Mapping the Multilingual Margins: Intersectional Biases of Sentiment Analysis Systems in English, Spanish, and Arabic

António Câmara, Nina Taneja, Tamjeed Azad, Emily Allaway, Richard Zemel.
Second Workshop on Language Technology for Equality, Diversity, Inclusion (LT-EDI), 2022.

As natural language processing systems become more widespread, it is necessary to address fairness issues in their implementation and deployment to ensure that their negative impacts on society are understood and minimized. However, there is limited work that studies fairness using a multilingual and intersectional framework or on downstream tasks. In this paper, we introduce four multilingual Equity Evaluation Corpora, supplementary test sets designed to measure social biases, and a novel statistical framework for studying unisectional and intersectional social biases in natural language processing. We use these tools to measure gender, racial, ethnic, and intersectional social biases across five models trained on emotion regression tasks in English, Spanish, and Arabic.

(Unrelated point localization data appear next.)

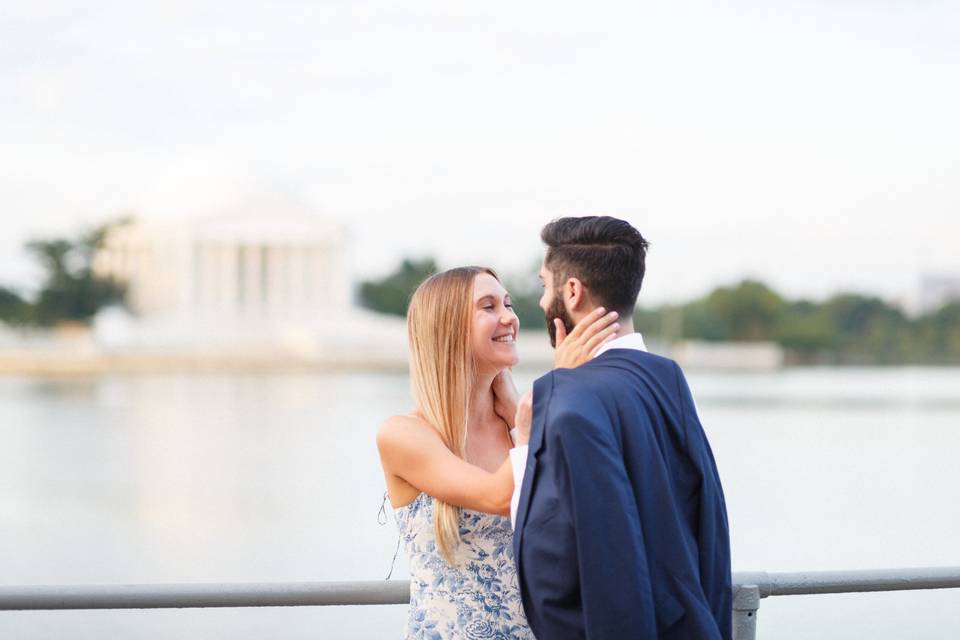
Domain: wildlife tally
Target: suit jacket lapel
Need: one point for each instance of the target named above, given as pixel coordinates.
(542, 389)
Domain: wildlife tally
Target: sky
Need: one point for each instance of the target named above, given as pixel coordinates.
(813, 144)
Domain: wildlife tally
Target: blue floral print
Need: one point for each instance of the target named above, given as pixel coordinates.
(476, 599)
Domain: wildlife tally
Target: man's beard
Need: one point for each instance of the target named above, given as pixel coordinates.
(557, 310)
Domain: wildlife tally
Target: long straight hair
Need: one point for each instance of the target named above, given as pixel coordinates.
(443, 371)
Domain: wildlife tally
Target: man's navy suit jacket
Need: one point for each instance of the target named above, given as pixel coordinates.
(622, 528)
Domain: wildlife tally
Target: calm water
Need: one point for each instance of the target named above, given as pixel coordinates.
(275, 478)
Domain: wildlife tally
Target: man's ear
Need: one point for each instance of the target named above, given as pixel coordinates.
(574, 294)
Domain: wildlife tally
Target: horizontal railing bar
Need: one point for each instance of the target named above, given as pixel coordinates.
(378, 592)
(182, 596)
(816, 582)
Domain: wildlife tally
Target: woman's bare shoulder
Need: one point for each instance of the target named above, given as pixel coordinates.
(397, 431)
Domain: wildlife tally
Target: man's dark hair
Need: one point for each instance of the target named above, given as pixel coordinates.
(608, 255)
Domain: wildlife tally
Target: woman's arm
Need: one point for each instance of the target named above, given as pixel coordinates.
(414, 452)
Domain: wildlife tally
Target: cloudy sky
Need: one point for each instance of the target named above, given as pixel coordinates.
(811, 143)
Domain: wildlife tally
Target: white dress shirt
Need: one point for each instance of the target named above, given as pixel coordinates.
(518, 455)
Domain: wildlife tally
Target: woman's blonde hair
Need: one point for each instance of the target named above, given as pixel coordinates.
(442, 372)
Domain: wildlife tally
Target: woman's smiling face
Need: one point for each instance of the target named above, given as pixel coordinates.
(493, 333)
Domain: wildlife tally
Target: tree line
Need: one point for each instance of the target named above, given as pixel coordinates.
(69, 289)
(847, 328)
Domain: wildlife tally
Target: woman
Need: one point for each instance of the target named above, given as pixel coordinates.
(446, 464)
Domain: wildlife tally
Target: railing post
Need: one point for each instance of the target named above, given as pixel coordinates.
(746, 601)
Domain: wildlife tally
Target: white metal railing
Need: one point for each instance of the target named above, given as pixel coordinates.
(748, 589)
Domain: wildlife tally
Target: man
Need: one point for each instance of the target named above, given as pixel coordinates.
(621, 527)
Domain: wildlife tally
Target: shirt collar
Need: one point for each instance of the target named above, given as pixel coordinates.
(629, 341)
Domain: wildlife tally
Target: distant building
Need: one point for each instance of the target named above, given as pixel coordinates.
(936, 291)
(263, 286)
(250, 268)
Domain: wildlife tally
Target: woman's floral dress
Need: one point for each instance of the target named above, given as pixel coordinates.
(478, 599)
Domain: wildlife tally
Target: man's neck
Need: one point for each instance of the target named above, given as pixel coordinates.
(626, 325)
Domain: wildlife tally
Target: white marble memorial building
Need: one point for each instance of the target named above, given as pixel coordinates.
(251, 278)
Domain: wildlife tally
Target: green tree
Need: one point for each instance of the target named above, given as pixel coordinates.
(392, 293)
(13, 308)
(71, 290)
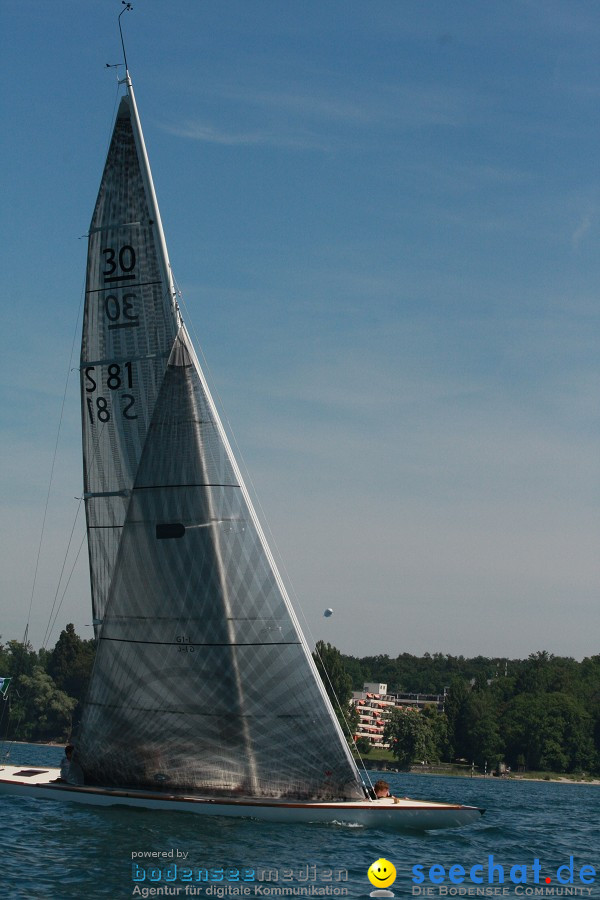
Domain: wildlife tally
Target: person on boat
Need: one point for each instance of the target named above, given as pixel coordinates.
(381, 789)
(70, 770)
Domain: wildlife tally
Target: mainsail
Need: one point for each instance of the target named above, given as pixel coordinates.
(203, 680)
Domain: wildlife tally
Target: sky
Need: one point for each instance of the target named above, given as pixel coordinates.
(384, 219)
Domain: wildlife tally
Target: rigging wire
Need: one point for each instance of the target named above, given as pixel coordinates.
(53, 625)
(62, 410)
(47, 632)
(272, 541)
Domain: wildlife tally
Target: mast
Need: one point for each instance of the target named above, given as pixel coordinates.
(163, 253)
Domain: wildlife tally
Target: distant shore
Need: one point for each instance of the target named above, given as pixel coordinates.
(380, 765)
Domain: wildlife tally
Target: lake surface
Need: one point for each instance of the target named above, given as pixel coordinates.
(58, 850)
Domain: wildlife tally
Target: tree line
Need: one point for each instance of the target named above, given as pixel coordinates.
(47, 687)
(541, 713)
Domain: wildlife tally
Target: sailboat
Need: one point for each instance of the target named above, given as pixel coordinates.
(204, 695)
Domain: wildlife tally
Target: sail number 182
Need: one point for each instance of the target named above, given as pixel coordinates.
(118, 377)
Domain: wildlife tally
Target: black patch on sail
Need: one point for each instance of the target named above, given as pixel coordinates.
(169, 530)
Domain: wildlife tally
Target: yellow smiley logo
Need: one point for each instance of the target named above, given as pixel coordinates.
(381, 873)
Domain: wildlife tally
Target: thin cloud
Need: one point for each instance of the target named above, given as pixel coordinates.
(209, 134)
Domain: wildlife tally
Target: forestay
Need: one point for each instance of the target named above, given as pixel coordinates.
(203, 680)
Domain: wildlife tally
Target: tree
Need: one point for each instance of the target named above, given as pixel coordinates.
(363, 746)
(410, 736)
(46, 711)
(338, 685)
(70, 663)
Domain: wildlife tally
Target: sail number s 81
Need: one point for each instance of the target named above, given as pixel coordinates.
(117, 377)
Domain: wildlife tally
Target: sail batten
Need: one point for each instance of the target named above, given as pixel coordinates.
(203, 679)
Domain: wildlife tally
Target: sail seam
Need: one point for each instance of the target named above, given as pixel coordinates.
(152, 487)
(215, 644)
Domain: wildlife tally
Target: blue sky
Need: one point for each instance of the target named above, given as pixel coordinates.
(384, 219)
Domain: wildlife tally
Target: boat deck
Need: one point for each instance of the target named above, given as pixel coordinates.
(42, 783)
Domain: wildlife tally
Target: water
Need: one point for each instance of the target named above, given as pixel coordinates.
(56, 850)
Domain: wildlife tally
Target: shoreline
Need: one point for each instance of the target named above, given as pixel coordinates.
(558, 779)
(552, 779)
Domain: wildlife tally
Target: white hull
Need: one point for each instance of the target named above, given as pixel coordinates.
(400, 815)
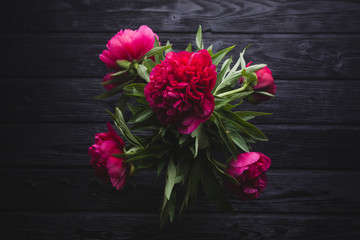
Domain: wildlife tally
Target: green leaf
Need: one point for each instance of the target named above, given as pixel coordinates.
(143, 72)
(214, 190)
(119, 73)
(121, 125)
(168, 209)
(224, 70)
(265, 93)
(251, 113)
(189, 48)
(225, 136)
(254, 68)
(192, 183)
(170, 180)
(157, 151)
(160, 166)
(141, 115)
(156, 50)
(122, 101)
(242, 60)
(135, 90)
(119, 79)
(221, 102)
(237, 138)
(199, 40)
(219, 167)
(113, 91)
(216, 59)
(201, 139)
(149, 64)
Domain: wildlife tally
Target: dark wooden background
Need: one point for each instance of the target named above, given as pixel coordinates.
(50, 72)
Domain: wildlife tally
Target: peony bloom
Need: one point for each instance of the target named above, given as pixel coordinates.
(128, 45)
(108, 167)
(179, 91)
(265, 84)
(249, 169)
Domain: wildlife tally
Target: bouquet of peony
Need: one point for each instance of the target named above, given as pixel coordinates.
(183, 117)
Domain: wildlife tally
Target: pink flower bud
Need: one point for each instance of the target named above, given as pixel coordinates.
(128, 45)
(265, 83)
(108, 167)
(249, 169)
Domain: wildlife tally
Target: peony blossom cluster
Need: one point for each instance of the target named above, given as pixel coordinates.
(249, 170)
(179, 91)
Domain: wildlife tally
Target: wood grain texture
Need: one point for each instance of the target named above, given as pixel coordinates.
(72, 100)
(295, 56)
(290, 146)
(296, 191)
(95, 225)
(217, 16)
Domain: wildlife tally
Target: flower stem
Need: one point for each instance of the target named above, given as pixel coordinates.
(234, 91)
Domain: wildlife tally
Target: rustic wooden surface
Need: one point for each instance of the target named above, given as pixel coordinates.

We find that many systems demonstrate statistically significant unisectional and intersectional social biases.
[link]

Detecting Polarized Topics Using Partisanship-aware Contextualized Topic Embeddings

Zihao He, Negar Mokhberian, António Câmara, Andrés Abeliuk, Kristina Lerman.
Findings of the Conference on Empirical Methods in Natural Language Processing (EMNLP), 2021.

Growing polarization of the news media has been blamed for fanning disagreement, controversy and even violence. Early identification of polarized topics is thus an urgent matter that can help mitigate conflict. However, accurate measurement of topic-wise polarization is still an open research challenge. To address this gap, we propose Partisanship-aware Contextualized Topic Embeddings (PaCTE), a method to automatically detect polarized topics from partisan news sources. Specifically, utilizing a language model that has been finetuned on recognizing partisanship of the news articles, we represent the ideology of a news corpus on a topic by corpus-contextualized topic embedding and measure the polarization using cosine distance. We apply our method to a dataset of news articles about the COVID-19 pandemic. Extensive experiments on different news sources and topics demonstrate the efficacy of our method to capture topical polarization, as indicated by its effectiveness of retrieving the most polarized topics.
[link]

Hierarchical Embedding Topic Modeling for Stance Detection on Unknown Targets

António Câmara.
Undergraduate Thesis, Columbia University, Department of Computer Science, 2022.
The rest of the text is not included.